1. Maybe that will be you - I don’t want to presume, though. ↩︎

Hi Paul, thank you very much for the detailed analysis.

I apologise, I chose the wrong set of words. I want to emphasize that (since the beginning) I completely support if pypa/wheel wants to remove any particular piece of code from their base, and to be honest, it does not matter which reason the project have to do so (it could be because it is a piece of code that is no longer needed… because they want to tied up… it could be for any other reason). It is completely legit, and I am not trying to assign blame or anything like that. What I want to achieve is finding a way to support the transition, and enable the maintainers of pypa/wheel on achieving their long term objectives for the project.

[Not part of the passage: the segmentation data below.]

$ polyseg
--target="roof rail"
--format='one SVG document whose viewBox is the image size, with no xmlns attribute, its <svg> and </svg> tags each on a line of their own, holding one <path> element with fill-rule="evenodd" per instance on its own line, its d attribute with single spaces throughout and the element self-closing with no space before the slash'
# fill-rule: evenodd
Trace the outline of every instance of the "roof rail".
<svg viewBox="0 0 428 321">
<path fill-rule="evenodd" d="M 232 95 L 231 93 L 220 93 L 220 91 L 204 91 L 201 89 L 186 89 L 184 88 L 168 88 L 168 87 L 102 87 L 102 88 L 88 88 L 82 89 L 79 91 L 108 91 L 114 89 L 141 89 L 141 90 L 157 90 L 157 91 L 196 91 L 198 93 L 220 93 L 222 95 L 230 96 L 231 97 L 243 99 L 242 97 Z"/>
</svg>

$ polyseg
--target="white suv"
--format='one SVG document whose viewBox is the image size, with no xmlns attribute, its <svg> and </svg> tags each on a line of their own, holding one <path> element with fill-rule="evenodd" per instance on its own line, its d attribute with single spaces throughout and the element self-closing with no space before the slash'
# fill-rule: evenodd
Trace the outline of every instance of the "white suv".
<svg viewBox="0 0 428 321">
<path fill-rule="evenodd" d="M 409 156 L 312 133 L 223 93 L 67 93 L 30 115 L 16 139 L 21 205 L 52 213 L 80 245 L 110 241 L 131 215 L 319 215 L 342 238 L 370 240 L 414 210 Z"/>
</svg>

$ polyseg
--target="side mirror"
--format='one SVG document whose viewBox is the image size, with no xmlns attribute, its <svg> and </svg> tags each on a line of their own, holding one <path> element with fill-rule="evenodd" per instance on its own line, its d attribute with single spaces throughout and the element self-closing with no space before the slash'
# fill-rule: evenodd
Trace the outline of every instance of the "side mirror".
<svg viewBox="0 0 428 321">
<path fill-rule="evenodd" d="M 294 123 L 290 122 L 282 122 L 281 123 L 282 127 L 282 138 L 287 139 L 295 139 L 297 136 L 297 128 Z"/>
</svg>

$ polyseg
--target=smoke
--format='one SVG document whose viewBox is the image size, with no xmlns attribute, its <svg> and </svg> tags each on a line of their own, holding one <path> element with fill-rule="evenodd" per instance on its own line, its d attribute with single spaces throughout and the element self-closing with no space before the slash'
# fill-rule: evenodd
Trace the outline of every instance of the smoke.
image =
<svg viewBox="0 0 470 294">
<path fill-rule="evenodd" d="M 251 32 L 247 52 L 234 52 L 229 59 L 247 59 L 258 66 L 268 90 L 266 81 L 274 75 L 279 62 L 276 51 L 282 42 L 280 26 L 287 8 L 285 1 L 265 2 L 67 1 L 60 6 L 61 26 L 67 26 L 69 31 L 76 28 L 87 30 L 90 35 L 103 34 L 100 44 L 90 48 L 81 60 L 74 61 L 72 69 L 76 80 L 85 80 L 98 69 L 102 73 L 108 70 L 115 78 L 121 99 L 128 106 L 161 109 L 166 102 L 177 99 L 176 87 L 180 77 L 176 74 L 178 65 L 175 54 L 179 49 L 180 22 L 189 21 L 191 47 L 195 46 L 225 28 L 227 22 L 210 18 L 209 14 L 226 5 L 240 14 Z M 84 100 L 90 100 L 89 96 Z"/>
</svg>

In this sense my previous (probably not-fully-well-thought) use of the words how to react if pypa/wheel drop macosx_libfile was intended to be merely factual: I know that there is a wish to remove it from the code base (and again I think it is completely legit), so what are the options that we have in setuptools.

First a nitpick in the naming. If we’re moving this module, let’s rename it from MacOS X to macOS (or its lowercase equivalent). I’d be tempted to call the package and distribution platforms.macOS.libfile, although I recognize not a lot of the ecosystem utilizes namespaces and platforms is already semi-taken.

I’m happy to see this module incorporated into Setuptools, especially if it’s used privately. If it needs to be exposed for public consumption, it should be in a separate package. Setuptools would like to move away from being used as anything but a build backend.

As for ownership/maintenance, I welcome Anderson to own it, within PyPA or not. Personally, I’d rather see it within some organization than hosted by a single individual, and given that it’s already hosted by pypa, it seems a reasonable step to keep it hosted here, reducing the bus factor. I’d also be happy to host it under coherent-oss or see it added to jazzband if PyPA doesn’t want it.

My preference is for it to remain under PyPA whether in Setuptools or as a separate package.

Seconded. If no project wants to expose it in their public API, then Setuptools adopting it is the preferred next choice.